There was a time when my friends used to call me either Ginger Jeff – on account of my extraordinary hair colour – or J Squared because of my initials (Jeffrey John, for those who are interested).
But age has turned the hair more akin to strawberry blond, rendering Ginger redundant and Strawberry Blond technically correct, but a little inappropriate.
On the J Squared front, nobody has called me it for more than 40 years, since my rugby coach (a bellicose and fearsome Welshman called Hamilton Jones) used to scream at me during matches:
‘J Squared. Get down that wing. Now!’ Invariably, much to Hamilton Jones’s displeasure, I would respond by instantly dropping the ball.
Yet with creeping age, I have assumed a new title. Among friends, I am now referred to as ‘Divi Jeff’ in light of my predilection to rant and rave about the personal finance case for dividends, the income that many stock market-listed companies – the likes of AstraZeneca, BP and HSBC – pay shareholders for supporting them.
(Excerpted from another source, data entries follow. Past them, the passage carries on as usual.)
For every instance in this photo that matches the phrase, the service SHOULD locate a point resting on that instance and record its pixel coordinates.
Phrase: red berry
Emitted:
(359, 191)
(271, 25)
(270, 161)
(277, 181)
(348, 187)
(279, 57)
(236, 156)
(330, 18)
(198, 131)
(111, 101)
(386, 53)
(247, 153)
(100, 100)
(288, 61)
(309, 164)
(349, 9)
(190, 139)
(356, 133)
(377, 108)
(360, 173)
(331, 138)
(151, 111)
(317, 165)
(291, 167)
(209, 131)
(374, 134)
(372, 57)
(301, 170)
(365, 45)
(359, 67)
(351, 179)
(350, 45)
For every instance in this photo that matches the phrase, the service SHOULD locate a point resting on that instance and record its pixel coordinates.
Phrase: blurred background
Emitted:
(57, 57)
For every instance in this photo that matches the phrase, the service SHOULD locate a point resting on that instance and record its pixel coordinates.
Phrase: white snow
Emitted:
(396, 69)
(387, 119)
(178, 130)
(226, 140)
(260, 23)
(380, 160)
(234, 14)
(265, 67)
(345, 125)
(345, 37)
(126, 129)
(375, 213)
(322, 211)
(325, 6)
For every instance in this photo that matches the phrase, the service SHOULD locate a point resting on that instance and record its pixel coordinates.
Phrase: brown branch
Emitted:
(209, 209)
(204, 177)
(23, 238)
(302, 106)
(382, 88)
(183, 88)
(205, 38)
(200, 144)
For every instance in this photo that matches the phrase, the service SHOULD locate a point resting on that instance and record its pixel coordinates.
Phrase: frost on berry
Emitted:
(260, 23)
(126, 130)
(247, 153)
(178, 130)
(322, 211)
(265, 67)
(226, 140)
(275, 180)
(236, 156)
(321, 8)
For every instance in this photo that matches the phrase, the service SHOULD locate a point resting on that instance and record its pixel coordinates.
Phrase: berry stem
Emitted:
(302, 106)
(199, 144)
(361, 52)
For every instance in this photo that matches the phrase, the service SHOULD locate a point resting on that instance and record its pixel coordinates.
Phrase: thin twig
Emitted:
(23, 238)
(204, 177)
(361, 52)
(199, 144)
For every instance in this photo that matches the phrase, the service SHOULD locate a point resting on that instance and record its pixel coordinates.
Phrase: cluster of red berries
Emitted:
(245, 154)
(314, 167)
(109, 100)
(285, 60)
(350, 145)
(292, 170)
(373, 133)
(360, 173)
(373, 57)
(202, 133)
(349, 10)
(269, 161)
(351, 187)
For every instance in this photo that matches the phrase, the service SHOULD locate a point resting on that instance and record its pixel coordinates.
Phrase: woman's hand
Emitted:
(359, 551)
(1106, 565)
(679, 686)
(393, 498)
Whether it’s at a dinner party I am hosting, a barbecue I am cooking for friends, or just a quiet drink down at the local hostelry with mates, I just can’t help myself. Dividends always come into the conversation, even if all the chat prior to my ‘divi’ intervention has been about other more pressing issues – for example, the hiatus at the top of the Conservative Party, Aston Villa’s deserved promotion to the Premier League, or a discussion about the latest book we are all reading (Jane Harper’s quite brilliant The Lost Man).
“Divi Jeff, give it a rest,” they urge. Sometimes I relent, sometimes I carry on like a force of nature (by coincidence, Force of Nature is the title of Jane Harper’s second book, her first being The Dry). Divis, divis, divis.
My love of the dividend as part of good wealth management is long-standing. But in the past 10 or so years, I think the dividend has become even more mainstream. It’s a personal finance tool that many people, young and old, are now using almost as a matter of routine. Either to help build wealth in the case of the young – through its automatic reinvestment – or to supplement the income of those in part or full retirement mode.
The case for dividends has been made stronger by the low interest rate economy that has prevailed since the dreadful days of 2007 and 2008, when financial chaos was the order of the day. Although base rate, at 0.75%, is higher than it was (0.25% in the wake of the vote to leave the European Union in June 2016), savings rates remain pitifully low. If you have savings with a mainstream bank, you will be lucky to earn more than 0.2% or 0.3% interest a year on your money – a return that’s far less than the prevailing rate of inflation that continues to hover obstinately above 2%. In other words, your savings are slowly but surely being eroded by inflation.
By way of contrast, dividends from companies listed on the UK stock market are on average providing shareholders with annual income in excess of 4% – with the possibility of income growth in the future.
Of course, there are risks involved. In pursuing dividends, you expose your wealth’s value to the gyrations of the stock market, so you need to be prepared to invest long term (10 years and more).
There is also no guarantee that the annual income of 4% plus currently available from the UK stock market will be maintained in the near future. Dividends can only be paid by companies if they are profitable and are generating sufficient cash from their operations. As we all know from the news, the outlook for the UK economy and wider world economy is uncertain at best.
And companies do, from time to time, cut their dividend payments, even ones such as Vodafone that have previously been known for being shareholder friendly. It reduced its dividend for its financial year just gone by some 40% – this is after a two-decade streak of rising payments.
If you are happy to accept these risks, the best way to tap into this divi story is through an equity income investment fund or investment trust that has exposure to a portfolio of dividend-friendly companies. If you don’t want to take the income immediately, you can arrange for it to be reinvested instead – buying you yet more funds or trusts.
interactive investor, the parent company of Moneywise, has put together some model portfolios of income funds (‘active’ income and ‘low-cost’ income), details of which you can find at: ii.co.uk/model-portfolios.
The Association of Investment Companies also has a wealth of information on income investing at: theaic.co.uk. This includes trusts with long-term dividend records, in some instances going back more than 50 years.
Move over Ginger. ‘Divi Jeff’ forever.